To combat this worry, Microsoft recommends companies create a dedicated workstation for AD work. This would be locked down in a secure location with the inability to browse the internet or complete other work tasks, making it a device that solely handles AD administration. It’s a physically laptop that remains physically secure.


“That’s exactly what the best practice says: you should have a safe place—which is the only place where the keys are used. And that’s what this idea of an admin workstation is all about,” said Dan Backman, director of technical marketing at Skyport Systems.


This practice is great in theory, but Shan explained it’s difficult for implementation, tough to determine if a device is even clean to begin with, and a struggle to continuously prove it’s not compromised. To do so, so many tools—and lots of manpower—would be needed to maintain this workstation and keep patches current and make sure no one else is using it.

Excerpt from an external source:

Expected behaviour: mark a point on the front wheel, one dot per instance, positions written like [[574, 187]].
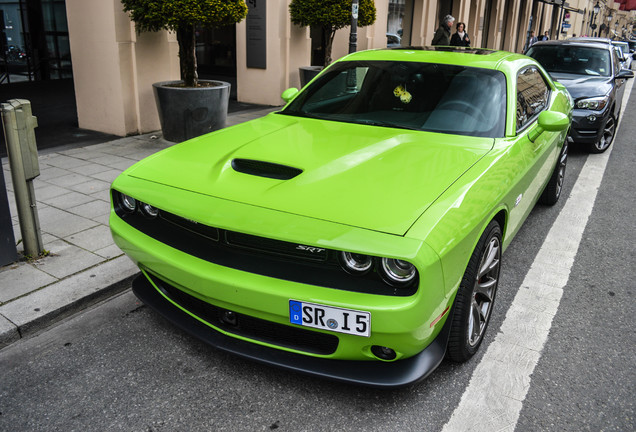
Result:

“There’s a lot of work to maintain one of these,” Backman said. “Oh and then, by the way, if this the only place where you’re allowed to log in as domain admin through group policy, if this is a physical box this means you have to go to the box.” He gives the example of needing to make a fix in an emergency or last minute when you’re at home, an hour from the office. In that situation, what do you do?


A fix for this dilemma of time and resources needed to properly and continuously secure AD is to invest in a separate tier that will segregate duties and be cut off from the IT infrastructure, Shan suggested. Services like Skyport Systems that are hyper-converged and easily managed provide a cloud management service experience that would keep the environment secur, operational, and give admins the tools they need to manage their AD. Tools like this would act as an intermediary, allowing for:

  • Instant implementation
  • Up-to-date tools
  • Immediate deployment
  • Integrated services


Having a “middleman” enables companies to keep data on premises with the ability to reach out to the cloud for telemetry checks. Companies can then implement new policies for security and data in a centralized way. It also reduces the cost of integration and maintenance in keeping up with all the external tools that would be needed to keep AD secure without the interim software.


Consider, for example, what happened this week with Verizon. Data was moved to the cloud and a rule was set by a sole employee that allowed account information to be exposed to the internet. Backman explained this is the risk when moving information to the cloud without an intermediary gatekeeper.


“The cloud makes it easy to deploy work, but there’s a default allow. This is an easy mistake to make,” Backman said.